144 Views Asked by At

I want to maximize a squared exponential based function $f(z)$ given as $$f(z)=\sum^N_i exp\bigg \{-\frac{||\mathbf{x}_i-\mathbf{z}||^2_2}{2l^2}\bigg \}\beta_i$$

Where, $\mathbf{x}_i \in \mathbb{R}^d$ is constant vector for all $i=1,2 \dots N$ and $z$ being the variable of same dimension. $\beta_i$'s are also real constant. The $||\mathbf{x}_i-\mathbf{z}||_2$ indicate L2-Norm.

As the function is continuously differentiable I understand that Jacobian and Hassian can be used efficiently via gradient-based or newton decent based optimization methods.

But I am not sure which method of optimization to opt as $f(z)$ can have multiple optimums and under what condition I can find or bound the global optimum.

Also, I believe, the analytical way of obtaining the critical point and corresponding 2nd order derivative test for maxima is not suitable as the number of critical points explode with increase in variable dimensions.

1

There are 1 best solutions below

2
On

If $\beta_i > 0$ for all $i$ then $f(x_i) > 0$ and the problem therfore cannot be "solved" by letting $z$ go to infinity (for which the function approaches $0$). So the problem must be solved by some $z^*$ with $\lVert z^* \rVert < \infty$. In other words the problem is assured to permit a solution.

On the other hand If $\beta_i < 0$ for all $i$ then the problem is not coercive and is "solved" by letting $\lVert z \rVert \rightarrow \infty$. This can also happen if $beta_i$ are negative for some $i$ and positive for others.

In all cases you can bound the function value at the optimum as $$ f(z^*) \leq \sum_{i} \max(0, \beta_i) $$ but I'm not sure if this is very helpful.

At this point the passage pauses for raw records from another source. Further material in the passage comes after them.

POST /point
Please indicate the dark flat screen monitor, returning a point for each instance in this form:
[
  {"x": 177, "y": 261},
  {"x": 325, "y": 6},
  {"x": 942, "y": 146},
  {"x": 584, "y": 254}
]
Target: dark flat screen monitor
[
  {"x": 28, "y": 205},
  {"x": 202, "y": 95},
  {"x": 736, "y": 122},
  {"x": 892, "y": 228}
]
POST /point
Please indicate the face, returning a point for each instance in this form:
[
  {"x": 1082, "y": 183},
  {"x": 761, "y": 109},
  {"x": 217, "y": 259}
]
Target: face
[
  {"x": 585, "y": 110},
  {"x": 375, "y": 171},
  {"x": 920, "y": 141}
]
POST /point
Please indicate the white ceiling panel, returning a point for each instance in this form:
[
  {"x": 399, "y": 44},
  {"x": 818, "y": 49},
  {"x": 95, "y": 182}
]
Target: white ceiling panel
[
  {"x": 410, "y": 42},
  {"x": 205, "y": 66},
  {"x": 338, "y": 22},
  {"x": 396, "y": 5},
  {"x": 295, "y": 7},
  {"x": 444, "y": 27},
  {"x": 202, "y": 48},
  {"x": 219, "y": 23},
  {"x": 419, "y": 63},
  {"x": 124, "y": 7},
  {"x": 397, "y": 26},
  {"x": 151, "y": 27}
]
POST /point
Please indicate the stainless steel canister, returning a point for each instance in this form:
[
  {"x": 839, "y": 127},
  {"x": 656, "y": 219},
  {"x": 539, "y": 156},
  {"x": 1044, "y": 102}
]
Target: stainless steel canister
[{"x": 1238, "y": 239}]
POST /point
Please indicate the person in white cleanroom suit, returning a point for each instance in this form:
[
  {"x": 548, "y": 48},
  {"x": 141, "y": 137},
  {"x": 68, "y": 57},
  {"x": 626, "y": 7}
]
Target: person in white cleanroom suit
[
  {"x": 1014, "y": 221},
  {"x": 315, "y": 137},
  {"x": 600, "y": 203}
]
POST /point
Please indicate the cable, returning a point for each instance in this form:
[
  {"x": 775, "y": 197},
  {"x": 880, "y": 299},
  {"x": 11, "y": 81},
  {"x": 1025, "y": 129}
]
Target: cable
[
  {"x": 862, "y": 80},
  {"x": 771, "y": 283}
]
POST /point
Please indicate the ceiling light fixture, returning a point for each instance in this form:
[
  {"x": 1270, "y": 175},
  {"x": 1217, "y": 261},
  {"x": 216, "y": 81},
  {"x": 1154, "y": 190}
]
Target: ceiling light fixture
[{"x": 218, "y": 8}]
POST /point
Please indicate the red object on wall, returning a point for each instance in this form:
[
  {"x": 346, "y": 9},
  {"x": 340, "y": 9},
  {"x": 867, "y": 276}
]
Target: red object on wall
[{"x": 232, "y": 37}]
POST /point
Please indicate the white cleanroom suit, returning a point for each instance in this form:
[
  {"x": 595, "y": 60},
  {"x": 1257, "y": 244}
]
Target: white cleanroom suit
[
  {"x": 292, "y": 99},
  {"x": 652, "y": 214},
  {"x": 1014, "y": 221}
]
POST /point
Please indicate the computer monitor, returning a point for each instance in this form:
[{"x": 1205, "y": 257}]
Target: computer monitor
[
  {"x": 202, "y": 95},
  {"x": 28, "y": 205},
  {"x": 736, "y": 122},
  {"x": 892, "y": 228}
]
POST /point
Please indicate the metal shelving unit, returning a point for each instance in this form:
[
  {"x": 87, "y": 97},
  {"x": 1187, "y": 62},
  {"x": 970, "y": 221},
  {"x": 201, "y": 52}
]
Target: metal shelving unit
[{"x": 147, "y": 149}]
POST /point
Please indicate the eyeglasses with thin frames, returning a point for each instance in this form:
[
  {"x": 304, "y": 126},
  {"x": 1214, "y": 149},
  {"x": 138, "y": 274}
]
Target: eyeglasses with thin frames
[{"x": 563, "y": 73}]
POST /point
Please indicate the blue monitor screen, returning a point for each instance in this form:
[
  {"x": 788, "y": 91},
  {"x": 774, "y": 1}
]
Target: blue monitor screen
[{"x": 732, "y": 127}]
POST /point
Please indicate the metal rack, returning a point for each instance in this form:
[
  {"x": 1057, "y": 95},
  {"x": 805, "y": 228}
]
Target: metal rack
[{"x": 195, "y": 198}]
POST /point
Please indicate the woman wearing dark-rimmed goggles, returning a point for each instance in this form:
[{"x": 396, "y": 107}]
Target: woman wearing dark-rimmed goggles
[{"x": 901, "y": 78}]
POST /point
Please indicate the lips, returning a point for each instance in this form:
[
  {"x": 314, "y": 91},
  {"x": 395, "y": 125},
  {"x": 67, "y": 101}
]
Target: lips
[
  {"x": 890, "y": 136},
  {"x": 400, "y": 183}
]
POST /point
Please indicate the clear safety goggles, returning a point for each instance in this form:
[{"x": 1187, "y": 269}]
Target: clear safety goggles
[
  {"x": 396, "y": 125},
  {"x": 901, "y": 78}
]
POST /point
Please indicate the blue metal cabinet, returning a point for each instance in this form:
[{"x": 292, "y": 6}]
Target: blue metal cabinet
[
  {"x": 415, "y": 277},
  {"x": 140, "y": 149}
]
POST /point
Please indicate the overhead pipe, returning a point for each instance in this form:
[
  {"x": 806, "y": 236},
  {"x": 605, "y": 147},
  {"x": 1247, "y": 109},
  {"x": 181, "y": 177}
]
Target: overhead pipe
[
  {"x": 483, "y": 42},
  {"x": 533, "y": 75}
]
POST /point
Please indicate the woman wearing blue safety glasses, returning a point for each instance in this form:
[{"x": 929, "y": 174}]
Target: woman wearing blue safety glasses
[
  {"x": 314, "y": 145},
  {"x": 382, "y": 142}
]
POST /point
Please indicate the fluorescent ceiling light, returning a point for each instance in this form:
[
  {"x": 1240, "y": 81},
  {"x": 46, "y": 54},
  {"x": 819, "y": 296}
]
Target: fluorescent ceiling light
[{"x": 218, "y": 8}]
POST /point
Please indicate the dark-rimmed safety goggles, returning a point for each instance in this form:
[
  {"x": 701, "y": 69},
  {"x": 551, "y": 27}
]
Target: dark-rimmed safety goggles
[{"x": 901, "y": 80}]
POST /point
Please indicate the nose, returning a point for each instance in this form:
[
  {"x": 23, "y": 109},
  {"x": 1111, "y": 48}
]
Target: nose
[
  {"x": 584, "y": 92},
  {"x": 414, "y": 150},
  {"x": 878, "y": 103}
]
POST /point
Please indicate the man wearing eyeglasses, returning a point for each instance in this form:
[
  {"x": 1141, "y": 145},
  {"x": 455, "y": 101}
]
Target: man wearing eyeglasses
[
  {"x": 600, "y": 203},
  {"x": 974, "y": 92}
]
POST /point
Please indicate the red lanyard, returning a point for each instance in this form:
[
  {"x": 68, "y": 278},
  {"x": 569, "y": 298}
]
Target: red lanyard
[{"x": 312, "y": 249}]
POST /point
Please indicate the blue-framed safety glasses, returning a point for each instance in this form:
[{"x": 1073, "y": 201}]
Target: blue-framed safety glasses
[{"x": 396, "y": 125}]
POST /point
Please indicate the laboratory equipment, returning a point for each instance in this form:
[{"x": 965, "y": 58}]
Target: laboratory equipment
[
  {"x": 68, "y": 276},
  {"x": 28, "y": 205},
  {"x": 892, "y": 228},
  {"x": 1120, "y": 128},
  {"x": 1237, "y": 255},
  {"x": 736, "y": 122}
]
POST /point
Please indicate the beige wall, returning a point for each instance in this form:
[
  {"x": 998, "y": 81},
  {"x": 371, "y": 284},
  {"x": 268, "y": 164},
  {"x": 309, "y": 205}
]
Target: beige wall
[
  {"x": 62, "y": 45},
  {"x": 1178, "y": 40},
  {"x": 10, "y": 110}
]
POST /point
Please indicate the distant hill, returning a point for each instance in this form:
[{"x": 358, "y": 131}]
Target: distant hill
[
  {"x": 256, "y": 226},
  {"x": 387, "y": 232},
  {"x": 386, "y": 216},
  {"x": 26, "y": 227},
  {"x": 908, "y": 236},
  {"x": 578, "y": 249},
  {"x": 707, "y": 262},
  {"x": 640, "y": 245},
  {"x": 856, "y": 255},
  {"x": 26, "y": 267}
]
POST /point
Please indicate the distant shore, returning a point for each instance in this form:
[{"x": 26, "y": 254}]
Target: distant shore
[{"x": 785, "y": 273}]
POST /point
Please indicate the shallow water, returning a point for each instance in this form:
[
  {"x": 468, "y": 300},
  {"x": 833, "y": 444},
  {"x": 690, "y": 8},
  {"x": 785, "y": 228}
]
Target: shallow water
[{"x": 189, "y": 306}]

I don't agree that the nonconvexity of the problem makes gradient-based methods unsuitable. You do need to run the algorithms with multiple initial points and choose the largest value. Even then you cannot be certain that you really have found the optimal solution, but such is simply the nature of nonconvex problems.

You can also try something like simulated annealing or stochastic gradient descent, which may "jump out" of local minima. However, it is also possible that these will "jump out of" the global minimum.

As for the question of a large amount of critical points this is going to affect all algorithms equally.

PS: I write convex as if it were a minimization problem of the negative of the function.